Cape Lookout Lighthouse was completed in 1859 and is 163 feet tall. Like the other Outer Banks lighthouses, it was originally a red brick tower, and was painted with its current daymark pattern in 1873. Now I’m pretty sure I read somewhere that the diamond pattern assigned to the Cape Lookout Lighthouse was meant for Cape Hatteras (to signify Diamond Shoals) but the silly nits mixed them up when they painted them. But again, I got tired of trying to verify the facts online (because lately I have the attention span of a gnat), so I’m just going to take it on faith because it’s a good story.

I’d like to say that I took this photo for effect – to show how the Cape Lookout light might have looked to sailors at sea, but that would be a fib. If you saw my last post, you know that this was taken from the shore of the nearby island, Shackleford Banks, which is as close as I’ve managed to get so far.

You can climb this one too – just 207 steps or the equivalent of a 12-story building. Good luck with that. I’ll be admiring it from the bottom (one day).

That just leaves Currituck for me to see. The northernmost light, the one that got to keep its red bricks bare.

Anybody out there have a favorite lighthouse? Favorite short story featuring a lighthouse? (I’m thinking Bradbury.) Cool lighthouse legend? Lighthouse featured in a movie? Lighthouse anecdotes or trivia? Have you climbed one recently (or ever)? Don’t be shy.

Shipwreck

One of my favorite things about the Outer Banks, what sets it apart from all the other Atlantic and Gulf coast beaches I have visited, are all the shipwrecks. Apparently opposing forces like to meet just off shore here playing havoc with mariners.  The icy water of the Labrador Current from the north crashes into the tropic water of the Gulf Stream from the south at Cape Point on Hatteras Island (about 8 miles from where I’m sitting right now), creating strong offshore winds and the shifting sand bars of Diamond Shoals, a sailor’s navigation nightmare. The North Carolina coast became known as The Graveyard of the Atlantic. Hundreds of shipwrecks have been mapped along the Outer Banks.

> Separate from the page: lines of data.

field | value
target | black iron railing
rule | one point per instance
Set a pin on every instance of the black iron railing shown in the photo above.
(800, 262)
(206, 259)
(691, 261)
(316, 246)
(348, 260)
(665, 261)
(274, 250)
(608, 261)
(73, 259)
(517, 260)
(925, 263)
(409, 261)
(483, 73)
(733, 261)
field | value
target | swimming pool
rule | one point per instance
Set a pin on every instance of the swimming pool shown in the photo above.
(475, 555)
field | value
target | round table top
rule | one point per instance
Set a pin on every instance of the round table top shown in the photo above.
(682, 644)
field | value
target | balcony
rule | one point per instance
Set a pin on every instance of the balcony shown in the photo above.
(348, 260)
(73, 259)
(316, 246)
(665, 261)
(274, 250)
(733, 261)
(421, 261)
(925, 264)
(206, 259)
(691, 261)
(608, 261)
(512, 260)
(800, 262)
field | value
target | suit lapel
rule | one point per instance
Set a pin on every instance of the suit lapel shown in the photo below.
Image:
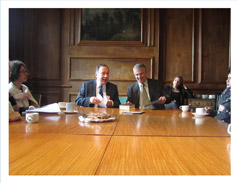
(150, 88)
(94, 87)
(137, 93)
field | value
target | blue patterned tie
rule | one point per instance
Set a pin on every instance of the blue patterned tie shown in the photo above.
(100, 90)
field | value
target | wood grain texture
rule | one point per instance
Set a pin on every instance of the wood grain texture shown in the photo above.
(166, 156)
(55, 154)
(169, 123)
(158, 142)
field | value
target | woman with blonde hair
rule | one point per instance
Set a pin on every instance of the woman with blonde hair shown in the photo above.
(178, 92)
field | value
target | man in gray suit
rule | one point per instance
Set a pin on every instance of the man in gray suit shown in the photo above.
(93, 91)
(146, 93)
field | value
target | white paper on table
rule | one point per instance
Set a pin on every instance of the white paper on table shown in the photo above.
(31, 98)
(103, 100)
(51, 108)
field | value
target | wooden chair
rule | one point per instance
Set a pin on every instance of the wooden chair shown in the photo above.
(123, 100)
(37, 97)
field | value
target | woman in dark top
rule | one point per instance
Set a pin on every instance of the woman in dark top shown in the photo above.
(178, 92)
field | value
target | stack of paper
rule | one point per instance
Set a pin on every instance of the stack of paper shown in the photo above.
(126, 107)
(51, 108)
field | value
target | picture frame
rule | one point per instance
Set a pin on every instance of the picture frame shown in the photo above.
(111, 24)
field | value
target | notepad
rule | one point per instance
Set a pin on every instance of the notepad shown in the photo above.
(126, 107)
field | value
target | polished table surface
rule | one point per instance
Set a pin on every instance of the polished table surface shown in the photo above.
(158, 142)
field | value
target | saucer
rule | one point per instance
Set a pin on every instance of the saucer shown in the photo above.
(72, 112)
(200, 115)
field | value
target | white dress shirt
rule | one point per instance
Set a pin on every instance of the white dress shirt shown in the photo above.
(141, 90)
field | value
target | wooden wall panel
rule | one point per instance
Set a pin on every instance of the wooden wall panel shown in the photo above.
(193, 43)
(42, 36)
(215, 45)
(120, 69)
(178, 44)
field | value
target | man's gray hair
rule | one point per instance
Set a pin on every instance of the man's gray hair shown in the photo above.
(137, 66)
(101, 65)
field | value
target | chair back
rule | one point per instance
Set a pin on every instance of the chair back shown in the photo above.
(37, 97)
(123, 100)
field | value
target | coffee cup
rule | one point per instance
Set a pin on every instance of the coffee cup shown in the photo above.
(62, 105)
(70, 106)
(32, 117)
(204, 96)
(184, 114)
(200, 110)
(229, 129)
(212, 96)
(184, 108)
(199, 121)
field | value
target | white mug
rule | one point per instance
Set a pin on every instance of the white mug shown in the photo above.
(32, 117)
(70, 106)
(62, 105)
(184, 114)
(200, 110)
(229, 129)
(184, 108)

And the really cool thing is, you don’t even have to scuba dive to go see one. Sometimes the wrecks have washed ashore and several of these are documented by shipwreck enthusiasts. Though even one storm can change things significantly, revealing a wreck or burying a it completely, so hunting for a shipwreck on shore is an iffy enterprise.

This is a photo I took last year of a wreck known as the Flambeau Road wreck in Hatteras village. It isn’t known what ship it was, but estimates based on construction identify it as a turn-of-the-nineteenth-century cargo schooner. I was thrilled to find it. Since this seems to be a pretty reliable wreck and easy to get to, I went back to visit this year.

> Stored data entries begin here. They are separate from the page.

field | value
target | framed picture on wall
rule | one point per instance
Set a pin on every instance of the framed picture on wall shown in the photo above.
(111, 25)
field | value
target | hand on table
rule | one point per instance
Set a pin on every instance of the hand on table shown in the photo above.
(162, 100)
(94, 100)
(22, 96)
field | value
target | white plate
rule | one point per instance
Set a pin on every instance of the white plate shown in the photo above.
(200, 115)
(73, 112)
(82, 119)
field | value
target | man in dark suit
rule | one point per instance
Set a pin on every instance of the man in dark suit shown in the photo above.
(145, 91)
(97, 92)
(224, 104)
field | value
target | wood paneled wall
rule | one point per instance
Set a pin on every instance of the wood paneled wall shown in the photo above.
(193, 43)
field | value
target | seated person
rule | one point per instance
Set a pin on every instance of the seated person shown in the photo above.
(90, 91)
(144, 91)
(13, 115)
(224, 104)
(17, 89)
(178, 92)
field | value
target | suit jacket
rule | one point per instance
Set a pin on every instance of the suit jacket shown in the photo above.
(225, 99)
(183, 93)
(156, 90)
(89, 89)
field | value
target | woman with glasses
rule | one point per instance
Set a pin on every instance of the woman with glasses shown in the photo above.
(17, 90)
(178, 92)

And this is what I found. I was so excited I circled it for an a long time snapping photos as the sun went down, a storm approached, and the tide began to creep in.

This is me (or my feet), standing on the deck of a shipwreck (or more likely, the inside of the hull, but that didn’t rhyme or have the same visual effect).

Once I decided I could stand on the wreck without hurting it (is that silly?), I got excited all over again and climbed all over it like a hundred-year-old, salt-soaked jungle gym trying to find artsy angles.

Finally, the light was getting dim and I was thoroughly chilled, so I decided to leave my lovely wreck to the tide.